То утро было дождливое, и Латунцев решил сходить на переговорную, позвонить в Москву семье. Когда они вышли из гостиницы, их остановила дама, ну, скажем, приятная во всех отношениях.

— Простите, ради бога, — она так томно закатила глаза, что открылись голубые в прожилках белки. — Можно у вас спросить?

— Бога ради, любой вопрос, — церемонно поклонился ей Латунцев.

— Это правда, что вы киношники?

— Откуда вы это взяли? — поднял брови Латунцев.

— Наш портье сказал.

— Он все перепутал, — сказал Латунцев. — Мы не киношники, а городошники, — и совершенно серьезно добавил: — Только мы поп-городошники, играем без биты.

— Да? — почти испугалась дама.

— Да, да и еще раз да. — Латунцев подхватил Никольского под руку. — Пошли... Пардон, мадам...

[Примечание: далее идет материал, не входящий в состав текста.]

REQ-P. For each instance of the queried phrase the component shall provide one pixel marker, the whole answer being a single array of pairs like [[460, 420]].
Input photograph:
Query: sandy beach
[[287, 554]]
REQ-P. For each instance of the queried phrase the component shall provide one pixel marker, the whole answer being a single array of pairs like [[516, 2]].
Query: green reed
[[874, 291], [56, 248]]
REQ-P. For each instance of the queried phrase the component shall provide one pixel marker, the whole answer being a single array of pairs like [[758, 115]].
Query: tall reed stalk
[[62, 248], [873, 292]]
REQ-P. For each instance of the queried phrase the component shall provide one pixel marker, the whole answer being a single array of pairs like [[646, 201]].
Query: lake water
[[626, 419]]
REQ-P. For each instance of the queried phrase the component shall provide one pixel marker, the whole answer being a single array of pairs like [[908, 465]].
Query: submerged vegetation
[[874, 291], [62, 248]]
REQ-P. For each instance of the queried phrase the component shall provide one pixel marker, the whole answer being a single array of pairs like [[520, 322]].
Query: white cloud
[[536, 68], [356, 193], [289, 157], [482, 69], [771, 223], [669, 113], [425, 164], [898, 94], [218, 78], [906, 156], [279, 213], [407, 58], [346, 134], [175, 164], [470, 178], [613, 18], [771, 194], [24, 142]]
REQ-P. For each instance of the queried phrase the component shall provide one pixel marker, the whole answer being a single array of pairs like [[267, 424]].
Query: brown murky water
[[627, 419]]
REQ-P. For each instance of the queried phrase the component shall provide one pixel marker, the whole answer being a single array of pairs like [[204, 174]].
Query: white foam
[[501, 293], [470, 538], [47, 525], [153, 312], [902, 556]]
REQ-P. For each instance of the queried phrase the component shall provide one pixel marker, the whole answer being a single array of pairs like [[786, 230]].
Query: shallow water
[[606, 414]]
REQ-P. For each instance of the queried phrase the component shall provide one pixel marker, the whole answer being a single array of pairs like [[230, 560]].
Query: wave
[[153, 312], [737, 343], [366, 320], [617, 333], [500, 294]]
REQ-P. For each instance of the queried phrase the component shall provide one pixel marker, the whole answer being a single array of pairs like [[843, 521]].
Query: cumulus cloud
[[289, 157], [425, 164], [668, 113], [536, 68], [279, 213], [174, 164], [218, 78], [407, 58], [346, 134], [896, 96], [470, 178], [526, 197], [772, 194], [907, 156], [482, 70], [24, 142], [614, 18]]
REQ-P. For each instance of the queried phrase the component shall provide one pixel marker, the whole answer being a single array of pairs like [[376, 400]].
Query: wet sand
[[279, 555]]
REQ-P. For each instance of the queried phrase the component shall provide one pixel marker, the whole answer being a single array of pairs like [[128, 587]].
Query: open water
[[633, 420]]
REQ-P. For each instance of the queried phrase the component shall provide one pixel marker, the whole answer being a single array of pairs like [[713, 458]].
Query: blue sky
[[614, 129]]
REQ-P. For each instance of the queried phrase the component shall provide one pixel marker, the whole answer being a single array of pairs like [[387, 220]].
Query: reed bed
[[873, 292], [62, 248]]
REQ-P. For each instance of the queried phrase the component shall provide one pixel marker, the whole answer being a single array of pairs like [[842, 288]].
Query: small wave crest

— Ну, зачем ты ее так? — укоризненно спросил Никольский.

— А как же еще? Неужели ты не видишь, что она такое? Вышла курортная щучка на охоту. «Наш портье» — это сигнал, что она тоже не лыком шита — живет в этой же гостинице.

— А меж тем она ничего себе, — тихо посмеялся Никольский.

— Ну и займись ею, только в одиночку. Ты холостяк, а у меня жена, сестра, сын в пятый класс пойдет. Давай, Игорь, не теряйся... — хмыкнул Латунцев. — Киношники... Когда слышу это наше «звание», хочется ответить матюгом, честное слово. Киношники... лотошники... домушники. Тьфу!.. Ну, хорошо, а о чем ты будешь с ней разговаривать? О романтизме Пудовкина? О бодром реализме Пырьева? Да? — Латунцев махнул рукой. — Старый наш с тобой спор: переступить черту или вовремя подумать и остановиться? Черт побери, почему ты чаще делаешь наоборот? А ведь человек потому и человек, что его поступками руководит не инстинкт, а мысль.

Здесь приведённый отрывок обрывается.